Minimizing the sum of the infeasabilities is working
well. Since I know that a subset of the constraints (the section
sizes) are the only possible causes of infeasability, the non-zero infeasability
var (there appears to always be exactly one in practice) tells me what
kind of memory is lacking.
Thanks.
> > This question probably reveals my poor grasp
of MIP solving, but here
> > goes:
> >
> > I'm trying to use glpsol in MIP mode as part of a software build
process,
> > specifically a locate step. The problem being solved is
to assign various
> > code sections into various physical memories, and all the constraints
on
> > the problem map nicely to integer linear programming. That
all works
> > fine. However, I'm having a difficult time producing meaningfull
error
> > output in the event that the constraints are infeasable (which
in this
> > problem means there's not enough physical memory space to locate
all the
> > sections).

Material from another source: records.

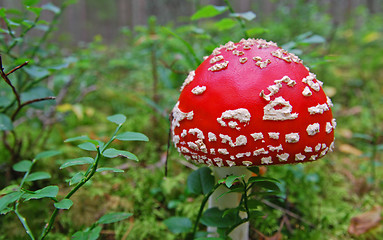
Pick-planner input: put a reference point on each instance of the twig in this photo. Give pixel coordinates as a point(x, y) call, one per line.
point(17, 68)
point(29, 102)
point(6, 79)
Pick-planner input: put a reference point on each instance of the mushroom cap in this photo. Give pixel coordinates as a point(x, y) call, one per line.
point(252, 103)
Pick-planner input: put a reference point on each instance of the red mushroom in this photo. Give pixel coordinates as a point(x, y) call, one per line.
point(252, 103)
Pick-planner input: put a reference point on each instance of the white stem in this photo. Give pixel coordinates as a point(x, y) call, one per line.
point(230, 200)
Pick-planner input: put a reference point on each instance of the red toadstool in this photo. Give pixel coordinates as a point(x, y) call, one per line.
point(252, 103)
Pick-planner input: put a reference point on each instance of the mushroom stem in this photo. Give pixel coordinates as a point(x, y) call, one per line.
point(230, 200)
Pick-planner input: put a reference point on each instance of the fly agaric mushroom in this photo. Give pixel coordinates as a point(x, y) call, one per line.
point(249, 104)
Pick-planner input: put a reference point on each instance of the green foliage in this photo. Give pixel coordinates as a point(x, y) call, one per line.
point(141, 78)
point(11, 201)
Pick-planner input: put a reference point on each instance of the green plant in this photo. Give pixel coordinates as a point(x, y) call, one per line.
point(16, 195)
point(30, 53)
point(201, 182)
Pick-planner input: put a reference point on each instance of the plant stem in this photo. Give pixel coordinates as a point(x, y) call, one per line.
point(6, 79)
point(18, 214)
point(86, 178)
point(204, 201)
point(23, 221)
point(228, 4)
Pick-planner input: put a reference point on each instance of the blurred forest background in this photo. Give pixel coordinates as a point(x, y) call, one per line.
point(102, 58)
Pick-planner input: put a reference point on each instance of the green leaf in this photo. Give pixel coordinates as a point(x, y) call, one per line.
point(64, 204)
point(79, 138)
point(208, 11)
point(37, 176)
point(9, 189)
point(117, 119)
point(109, 169)
point(253, 203)
point(214, 217)
point(47, 154)
point(5, 123)
point(8, 199)
point(112, 153)
point(249, 16)
point(51, 7)
point(178, 224)
point(262, 179)
point(76, 178)
point(77, 161)
point(35, 10)
point(88, 234)
point(256, 214)
point(113, 217)
point(87, 146)
point(132, 136)
point(47, 192)
point(225, 24)
point(201, 181)
point(22, 166)
point(268, 185)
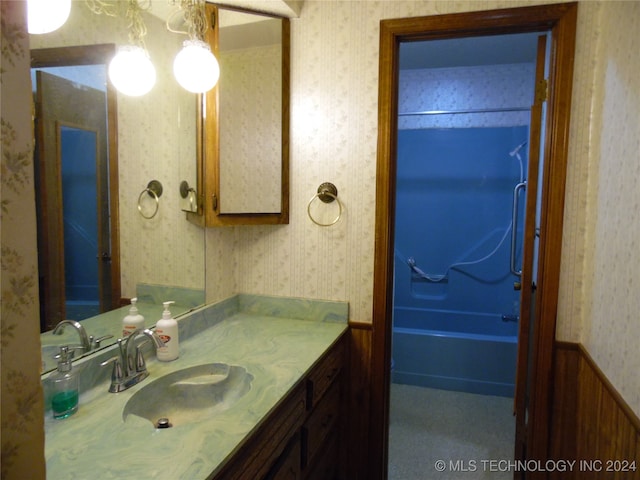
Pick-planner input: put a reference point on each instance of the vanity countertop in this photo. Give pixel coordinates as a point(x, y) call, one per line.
point(97, 443)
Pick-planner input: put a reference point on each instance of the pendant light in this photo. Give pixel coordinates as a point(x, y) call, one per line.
point(195, 67)
point(45, 16)
point(131, 70)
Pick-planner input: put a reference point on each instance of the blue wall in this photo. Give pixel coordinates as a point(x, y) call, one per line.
point(454, 204)
point(80, 208)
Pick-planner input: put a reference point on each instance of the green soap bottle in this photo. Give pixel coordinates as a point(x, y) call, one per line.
point(65, 387)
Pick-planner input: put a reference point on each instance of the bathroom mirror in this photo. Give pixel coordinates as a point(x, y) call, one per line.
point(243, 122)
point(161, 258)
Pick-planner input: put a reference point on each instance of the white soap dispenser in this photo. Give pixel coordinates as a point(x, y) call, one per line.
point(133, 320)
point(167, 330)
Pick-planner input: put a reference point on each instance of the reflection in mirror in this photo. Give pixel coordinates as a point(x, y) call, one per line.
point(76, 173)
point(160, 258)
point(246, 126)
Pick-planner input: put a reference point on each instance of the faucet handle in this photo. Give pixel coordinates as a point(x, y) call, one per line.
point(95, 342)
point(117, 374)
point(141, 365)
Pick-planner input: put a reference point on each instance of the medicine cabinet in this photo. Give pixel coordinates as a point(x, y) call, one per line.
point(243, 122)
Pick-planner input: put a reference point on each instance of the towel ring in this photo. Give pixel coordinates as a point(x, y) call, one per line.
point(187, 191)
point(327, 193)
point(154, 189)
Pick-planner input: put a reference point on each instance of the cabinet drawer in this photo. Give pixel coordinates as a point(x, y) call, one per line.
point(324, 375)
point(321, 424)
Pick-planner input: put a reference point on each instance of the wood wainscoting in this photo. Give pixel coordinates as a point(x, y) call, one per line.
point(358, 431)
point(591, 422)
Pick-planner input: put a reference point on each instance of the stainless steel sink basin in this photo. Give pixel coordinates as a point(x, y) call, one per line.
point(189, 395)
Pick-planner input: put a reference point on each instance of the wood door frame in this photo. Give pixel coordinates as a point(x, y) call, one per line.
point(560, 19)
point(96, 55)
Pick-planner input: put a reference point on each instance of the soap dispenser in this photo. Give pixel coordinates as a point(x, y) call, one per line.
point(65, 386)
point(167, 330)
point(133, 320)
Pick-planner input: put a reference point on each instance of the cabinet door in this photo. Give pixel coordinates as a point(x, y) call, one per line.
point(288, 466)
point(243, 122)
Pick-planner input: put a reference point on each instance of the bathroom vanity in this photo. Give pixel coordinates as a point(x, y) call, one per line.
point(285, 425)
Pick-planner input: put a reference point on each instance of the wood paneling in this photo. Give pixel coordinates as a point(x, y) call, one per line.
point(357, 454)
point(591, 422)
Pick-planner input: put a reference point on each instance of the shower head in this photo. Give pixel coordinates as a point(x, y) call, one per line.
point(517, 149)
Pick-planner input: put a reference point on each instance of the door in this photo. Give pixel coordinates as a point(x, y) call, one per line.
point(528, 281)
point(74, 232)
point(560, 19)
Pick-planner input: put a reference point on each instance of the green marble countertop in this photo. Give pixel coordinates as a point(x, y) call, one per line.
point(108, 323)
point(277, 345)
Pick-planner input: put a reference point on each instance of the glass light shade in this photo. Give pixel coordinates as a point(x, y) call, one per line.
point(131, 71)
point(195, 67)
point(45, 16)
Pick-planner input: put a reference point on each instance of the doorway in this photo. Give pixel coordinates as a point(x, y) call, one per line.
point(535, 365)
point(76, 175)
point(463, 131)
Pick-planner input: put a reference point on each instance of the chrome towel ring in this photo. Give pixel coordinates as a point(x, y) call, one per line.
point(154, 189)
point(327, 193)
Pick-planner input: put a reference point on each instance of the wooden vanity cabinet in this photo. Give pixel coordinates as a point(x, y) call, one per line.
point(301, 439)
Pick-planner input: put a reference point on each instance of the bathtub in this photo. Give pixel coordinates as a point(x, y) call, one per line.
point(453, 350)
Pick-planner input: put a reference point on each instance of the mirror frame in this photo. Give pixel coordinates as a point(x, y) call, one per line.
point(208, 145)
point(99, 54)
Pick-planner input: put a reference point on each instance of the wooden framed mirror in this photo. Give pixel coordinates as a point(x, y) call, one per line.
point(243, 122)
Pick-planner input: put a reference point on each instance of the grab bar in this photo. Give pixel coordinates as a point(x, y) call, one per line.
point(514, 227)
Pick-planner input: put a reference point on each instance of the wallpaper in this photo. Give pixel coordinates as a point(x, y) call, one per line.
point(250, 81)
point(611, 331)
point(467, 88)
point(22, 402)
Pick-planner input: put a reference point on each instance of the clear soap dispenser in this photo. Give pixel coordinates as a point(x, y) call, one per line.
point(167, 330)
point(65, 386)
point(133, 320)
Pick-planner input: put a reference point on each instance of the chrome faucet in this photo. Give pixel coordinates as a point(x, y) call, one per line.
point(84, 339)
point(129, 368)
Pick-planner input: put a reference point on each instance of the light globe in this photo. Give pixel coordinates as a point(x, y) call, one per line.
point(195, 67)
point(131, 71)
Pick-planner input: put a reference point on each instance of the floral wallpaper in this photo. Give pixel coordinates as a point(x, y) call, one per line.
point(22, 401)
point(610, 330)
point(250, 79)
point(466, 88)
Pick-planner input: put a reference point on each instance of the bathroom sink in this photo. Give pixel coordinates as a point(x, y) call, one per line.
point(190, 395)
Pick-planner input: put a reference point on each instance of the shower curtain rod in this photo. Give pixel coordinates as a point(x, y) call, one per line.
point(455, 112)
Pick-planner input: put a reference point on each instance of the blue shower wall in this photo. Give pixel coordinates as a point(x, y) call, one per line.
point(78, 148)
point(454, 204)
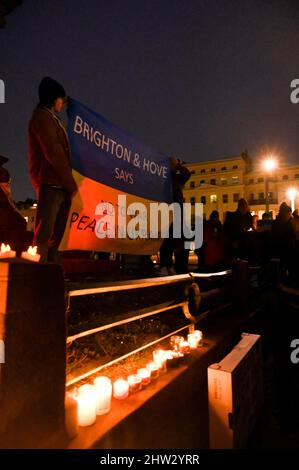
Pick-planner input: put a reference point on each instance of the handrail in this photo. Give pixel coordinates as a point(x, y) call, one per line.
point(142, 283)
point(137, 284)
point(162, 308)
point(205, 275)
point(131, 284)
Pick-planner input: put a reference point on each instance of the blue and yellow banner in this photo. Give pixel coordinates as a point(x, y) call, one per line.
point(109, 166)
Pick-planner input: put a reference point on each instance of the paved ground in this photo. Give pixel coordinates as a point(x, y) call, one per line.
point(278, 426)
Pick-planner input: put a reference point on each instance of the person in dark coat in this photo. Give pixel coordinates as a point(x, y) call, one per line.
point(180, 175)
point(214, 255)
point(284, 241)
point(12, 224)
point(10, 218)
point(50, 169)
point(236, 226)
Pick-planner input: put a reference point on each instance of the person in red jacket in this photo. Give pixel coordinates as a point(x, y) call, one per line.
point(50, 169)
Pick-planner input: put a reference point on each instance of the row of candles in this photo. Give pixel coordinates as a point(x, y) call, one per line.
point(90, 400)
point(31, 254)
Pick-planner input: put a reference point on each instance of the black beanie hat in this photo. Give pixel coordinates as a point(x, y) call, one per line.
point(49, 90)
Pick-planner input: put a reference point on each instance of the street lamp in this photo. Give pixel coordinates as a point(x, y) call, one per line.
point(292, 195)
point(269, 165)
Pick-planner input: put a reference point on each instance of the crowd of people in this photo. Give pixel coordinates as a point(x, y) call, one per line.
point(240, 236)
point(244, 236)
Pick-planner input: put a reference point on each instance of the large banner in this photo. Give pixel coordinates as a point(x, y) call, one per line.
point(114, 172)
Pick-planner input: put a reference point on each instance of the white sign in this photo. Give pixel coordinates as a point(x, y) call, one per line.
point(2, 352)
point(2, 92)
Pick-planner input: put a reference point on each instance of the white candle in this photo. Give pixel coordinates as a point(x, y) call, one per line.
point(198, 334)
point(120, 389)
point(160, 359)
point(135, 383)
point(103, 388)
point(153, 367)
point(71, 415)
point(31, 254)
point(185, 348)
point(192, 340)
point(87, 405)
point(6, 252)
point(145, 376)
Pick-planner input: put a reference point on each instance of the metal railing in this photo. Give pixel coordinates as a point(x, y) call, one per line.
point(102, 288)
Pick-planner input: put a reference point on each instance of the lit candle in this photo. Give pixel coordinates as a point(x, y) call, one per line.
point(87, 405)
point(175, 342)
point(145, 376)
point(6, 252)
point(135, 383)
point(185, 348)
point(31, 254)
point(120, 389)
point(103, 389)
point(174, 358)
point(198, 335)
point(153, 367)
point(160, 359)
point(192, 340)
point(71, 415)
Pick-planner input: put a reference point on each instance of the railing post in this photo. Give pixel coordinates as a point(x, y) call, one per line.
point(32, 379)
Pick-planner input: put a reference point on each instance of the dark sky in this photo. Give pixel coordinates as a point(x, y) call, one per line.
point(201, 79)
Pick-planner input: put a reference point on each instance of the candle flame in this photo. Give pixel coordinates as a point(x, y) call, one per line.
point(4, 248)
point(32, 250)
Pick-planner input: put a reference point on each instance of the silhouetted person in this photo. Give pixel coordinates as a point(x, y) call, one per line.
point(50, 169)
point(213, 244)
point(12, 224)
point(236, 226)
point(180, 175)
point(283, 239)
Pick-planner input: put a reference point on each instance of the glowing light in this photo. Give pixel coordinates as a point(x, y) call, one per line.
point(270, 164)
point(292, 192)
point(6, 251)
point(31, 254)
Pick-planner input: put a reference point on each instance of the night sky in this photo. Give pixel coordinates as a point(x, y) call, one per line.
point(199, 79)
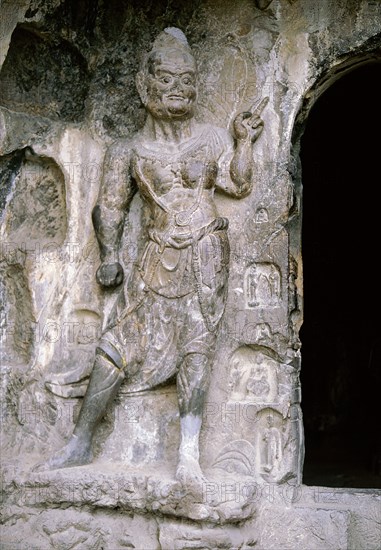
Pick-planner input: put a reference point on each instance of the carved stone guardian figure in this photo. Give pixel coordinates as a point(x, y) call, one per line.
point(165, 321)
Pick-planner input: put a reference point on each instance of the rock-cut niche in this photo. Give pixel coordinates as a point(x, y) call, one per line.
point(43, 75)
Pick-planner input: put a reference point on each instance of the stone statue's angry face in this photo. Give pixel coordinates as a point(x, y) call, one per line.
point(171, 84)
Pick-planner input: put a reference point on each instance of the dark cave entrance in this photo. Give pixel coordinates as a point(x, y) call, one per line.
point(341, 247)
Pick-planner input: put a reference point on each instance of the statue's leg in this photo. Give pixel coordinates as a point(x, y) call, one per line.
point(192, 383)
point(105, 380)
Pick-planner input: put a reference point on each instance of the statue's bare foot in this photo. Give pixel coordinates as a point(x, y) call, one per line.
point(190, 475)
point(74, 453)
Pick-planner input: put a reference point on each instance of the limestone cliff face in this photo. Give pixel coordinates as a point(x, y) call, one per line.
point(67, 91)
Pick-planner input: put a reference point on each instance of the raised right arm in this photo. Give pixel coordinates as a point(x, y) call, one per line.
point(114, 199)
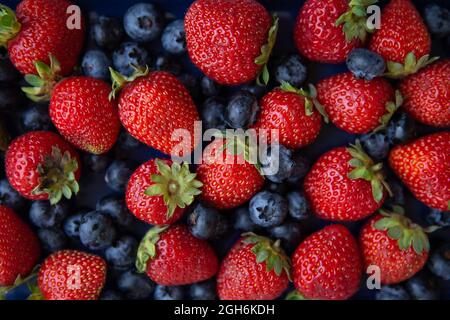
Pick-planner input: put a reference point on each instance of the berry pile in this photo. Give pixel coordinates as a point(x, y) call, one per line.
point(88, 187)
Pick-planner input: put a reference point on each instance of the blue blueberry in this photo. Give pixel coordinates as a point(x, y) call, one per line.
point(174, 38)
point(365, 64)
point(268, 209)
point(143, 22)
point(291, 69)
point(169, 293)
point(97, 231)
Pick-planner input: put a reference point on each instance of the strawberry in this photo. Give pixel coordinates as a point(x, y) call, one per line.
point(230, 41)
point(393, 243)
point(345, 185)
point(356, 105)
point(38, 28)
point(152, 106)
point(79, 107)
point(172, 256)
point(72, 275)
point(403, 39)
point(327, 265)
point(159, 191)
point(424, 167)
point(293, 112)
point(19, 248)
point(229, 179)
point(326, 31)
point(40, 165)
point(427, 94)
point(255, 268)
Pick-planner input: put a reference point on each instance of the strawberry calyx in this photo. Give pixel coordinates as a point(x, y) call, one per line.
point(9, 26)
point(147, 247)
point(43, 83)
point(355, 20)
point(266, 50)
point(57, 176)
point(176, 184)
point(410, 66)
point(269, 252)
point(366, 169)
point(310, 96)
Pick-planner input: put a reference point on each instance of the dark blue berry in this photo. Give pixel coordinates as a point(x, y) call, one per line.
point(268, 209)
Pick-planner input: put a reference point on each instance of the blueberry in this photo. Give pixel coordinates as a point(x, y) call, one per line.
point(392, 292)
point(298, 205)
point(365, 64)
point(130, 54)
point(292, 70)
point(143, 22)
point(268, 209)
point(206, 222)
point(242, 110)
point(135, 286)
point(52, 240)
point(203, 291)
point(118, 174)
point(96, 64)
point(97, 231)
point(169, 293)
point(45, 215)
point(212, 113)
point(122, 254)
point(437, 19)
point(174, 38)
point(277, 163)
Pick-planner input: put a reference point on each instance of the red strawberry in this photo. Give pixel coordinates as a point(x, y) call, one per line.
point(345, 185)
point(230, 40)
point(19, 248)
point(424, 167)
point(40, 27)
point(318, 32)
point(229, 180)
point(356, 105)
point(403, 39)
point(40, 165)
point(292, 112)
point(159, 191)
point(152, 106)
point(397, 246)
point(427, 94)
point(72, 275)
point(255, 268)
point(172, 256)
point(327, 265)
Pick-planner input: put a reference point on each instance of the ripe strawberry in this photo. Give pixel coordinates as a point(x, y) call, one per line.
point(40, 165)
point(327, 265)
point(427, 94)
point(424, 167)
point(397, 246)
point(292, 112)
point(39, 28)
point(152, 106)
point(319, 34)
point(172, 256)
point(72, 275)
point(19, 248)
point(255, 268)
point(159, 191)
point(403, 39)
point(345, 185)
point(230, 41)
point(356, 105)
point(229, 179)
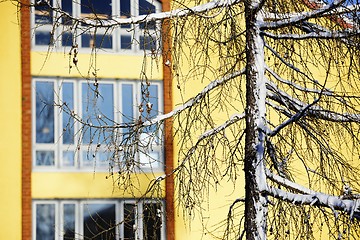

What I would like to get as output in that case is
list of
> > mutually infeasable constraints, or the most infeasable constraint,
or
> > really anything that would allow me to generate some vaguely
helpful error
> > output when the locate fails.
>
> As you suspected, the difficulty is not peculiar to GLPK,
> it's an aspect of MILPs and even LPs.
> Try minimizing the sum of the infeasibiliities.
> If you can, it might be useful to tell glpsol to print
> a solution whenever it finds a new and improved one.
> A set of original constraints which are tight or violated
> is a set of mutually infeasible constraints.